L’Orchestra dell’Accademia Nazionale di Santa Cecilia di Roma, impegnata nel suo primo tour americano in quasi mezzo secolo, ha stregato il pubblico della Carnegie Hall a New York, strappando applausi interminabili e standing ovation.

L’ensemble italiano, guidato dal maestro Antonio Pappano e che ha visto come ospite d’eccezione la pianista di origini argentine Martha Argerich (con la quale Pappano ha concesso anche un bis a quattro mani), ha saputo subito rompere il ghiaccio proponendo la sinfonia dell’Aida di Verdi, il terzo concerto per piano di Prokofiev e i poemi sinfonici “Fontane di Roma” e i “Pini di Roma” tratte dalla “Trilogia Romana” di Ottorino Respighi. Il gran finale ha poi visto due fuori programma, il “Valzer Triste” di Jean Sibelius e l’ouverture del “Guglielmo Tell” di Gioachino Rossini.

Entusiasmo alle stelle per Pappano, intervistato dall’ANSA: “Questa di New York alla Carnegie Hall è stata un’esperienza fantastica, è frutto di un lungo lavoro con l’orchestra, sia mio che dei miei predecessori. Io ho avuto modo di portare l’Orchestra in giro per il mondo, abbiamo toccato ben 90 città, ma venire qui è stata un’emozione pazzesca. Perché comunque questa sala è un simbolo della musica. E’ un’icona della musica.” Il maestro ha aggiunto che c’è stato uno spirito di squadra fortissimo, sia con l’orchestra che con Martha Argerich: “E’ stata una serata perfetta anche perché in sala c’era mia mamma che non abita molto lontano da qui.
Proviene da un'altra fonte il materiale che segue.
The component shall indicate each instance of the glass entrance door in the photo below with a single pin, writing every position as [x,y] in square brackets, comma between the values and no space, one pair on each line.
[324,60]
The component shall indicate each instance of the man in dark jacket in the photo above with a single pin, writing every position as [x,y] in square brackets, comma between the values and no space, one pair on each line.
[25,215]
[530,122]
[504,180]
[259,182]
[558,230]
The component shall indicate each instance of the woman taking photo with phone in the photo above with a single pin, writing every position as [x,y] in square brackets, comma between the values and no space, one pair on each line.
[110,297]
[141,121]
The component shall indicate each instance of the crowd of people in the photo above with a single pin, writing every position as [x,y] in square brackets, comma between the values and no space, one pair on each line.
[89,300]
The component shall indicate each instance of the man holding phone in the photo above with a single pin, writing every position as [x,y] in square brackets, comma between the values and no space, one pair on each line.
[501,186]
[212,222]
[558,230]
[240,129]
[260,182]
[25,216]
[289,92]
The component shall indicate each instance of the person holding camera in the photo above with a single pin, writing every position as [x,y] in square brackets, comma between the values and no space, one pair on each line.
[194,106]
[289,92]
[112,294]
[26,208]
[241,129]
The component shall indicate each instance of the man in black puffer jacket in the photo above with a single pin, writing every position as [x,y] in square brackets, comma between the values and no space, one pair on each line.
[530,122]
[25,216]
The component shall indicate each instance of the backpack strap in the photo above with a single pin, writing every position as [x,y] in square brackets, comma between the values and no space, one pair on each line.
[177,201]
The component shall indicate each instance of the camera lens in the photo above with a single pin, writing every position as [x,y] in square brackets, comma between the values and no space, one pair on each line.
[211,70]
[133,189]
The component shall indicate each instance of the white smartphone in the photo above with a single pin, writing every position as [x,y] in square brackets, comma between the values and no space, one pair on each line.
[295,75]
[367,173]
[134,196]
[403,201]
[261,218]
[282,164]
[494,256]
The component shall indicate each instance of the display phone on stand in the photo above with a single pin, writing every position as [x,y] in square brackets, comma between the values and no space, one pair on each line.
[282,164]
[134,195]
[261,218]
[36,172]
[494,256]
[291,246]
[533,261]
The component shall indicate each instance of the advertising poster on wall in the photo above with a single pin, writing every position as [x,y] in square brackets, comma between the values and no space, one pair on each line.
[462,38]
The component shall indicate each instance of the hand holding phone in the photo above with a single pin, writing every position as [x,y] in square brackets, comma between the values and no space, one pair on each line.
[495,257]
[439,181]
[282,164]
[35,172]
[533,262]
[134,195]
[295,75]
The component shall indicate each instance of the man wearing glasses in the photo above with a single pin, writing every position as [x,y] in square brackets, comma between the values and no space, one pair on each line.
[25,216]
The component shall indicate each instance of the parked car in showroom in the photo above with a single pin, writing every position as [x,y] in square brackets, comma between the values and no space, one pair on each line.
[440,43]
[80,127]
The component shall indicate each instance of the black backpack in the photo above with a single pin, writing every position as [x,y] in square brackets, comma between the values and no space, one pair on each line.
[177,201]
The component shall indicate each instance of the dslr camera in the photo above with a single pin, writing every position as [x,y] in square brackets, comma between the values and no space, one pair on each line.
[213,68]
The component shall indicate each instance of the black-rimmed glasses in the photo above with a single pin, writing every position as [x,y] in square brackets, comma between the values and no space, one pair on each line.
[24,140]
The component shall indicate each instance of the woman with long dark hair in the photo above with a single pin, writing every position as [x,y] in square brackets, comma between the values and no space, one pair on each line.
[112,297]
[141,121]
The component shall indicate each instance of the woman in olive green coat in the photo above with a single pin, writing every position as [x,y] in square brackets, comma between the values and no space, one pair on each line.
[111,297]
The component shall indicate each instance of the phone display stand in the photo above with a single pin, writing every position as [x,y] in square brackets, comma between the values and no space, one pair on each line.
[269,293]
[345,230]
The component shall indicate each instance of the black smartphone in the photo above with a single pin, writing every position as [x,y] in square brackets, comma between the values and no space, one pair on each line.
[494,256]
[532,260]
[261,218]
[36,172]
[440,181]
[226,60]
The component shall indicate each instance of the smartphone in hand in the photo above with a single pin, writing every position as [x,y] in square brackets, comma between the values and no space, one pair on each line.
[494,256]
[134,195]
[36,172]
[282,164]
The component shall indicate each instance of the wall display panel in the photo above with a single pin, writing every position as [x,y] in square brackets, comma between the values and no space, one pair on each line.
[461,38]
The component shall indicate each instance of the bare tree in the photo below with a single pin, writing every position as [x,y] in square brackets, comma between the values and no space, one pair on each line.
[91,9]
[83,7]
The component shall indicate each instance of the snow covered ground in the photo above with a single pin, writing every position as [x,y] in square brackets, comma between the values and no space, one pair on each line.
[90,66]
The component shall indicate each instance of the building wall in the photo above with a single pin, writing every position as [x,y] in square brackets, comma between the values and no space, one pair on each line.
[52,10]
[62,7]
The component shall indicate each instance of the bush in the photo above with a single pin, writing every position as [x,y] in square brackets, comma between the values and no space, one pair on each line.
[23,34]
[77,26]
Dunque, non potevo volere di più.”

Per la seconda serata è andata in scena “La Nuova Euridice secondo Rilke” di Salvatore Sciarrino, scritta nel 2015 per l’Accademia ed eseguita dal soprano canadese Barbara Hannigan dopo l’introduzione dell’opera al pubblico da parte dello stesso Pappano. Dopo l’intervallo l’Orchestra ha eseguito la sesta sinfonia di Mahler e con una standing ovation si è chiusa la tappa a New York. Prossime tappe Boston e Washington.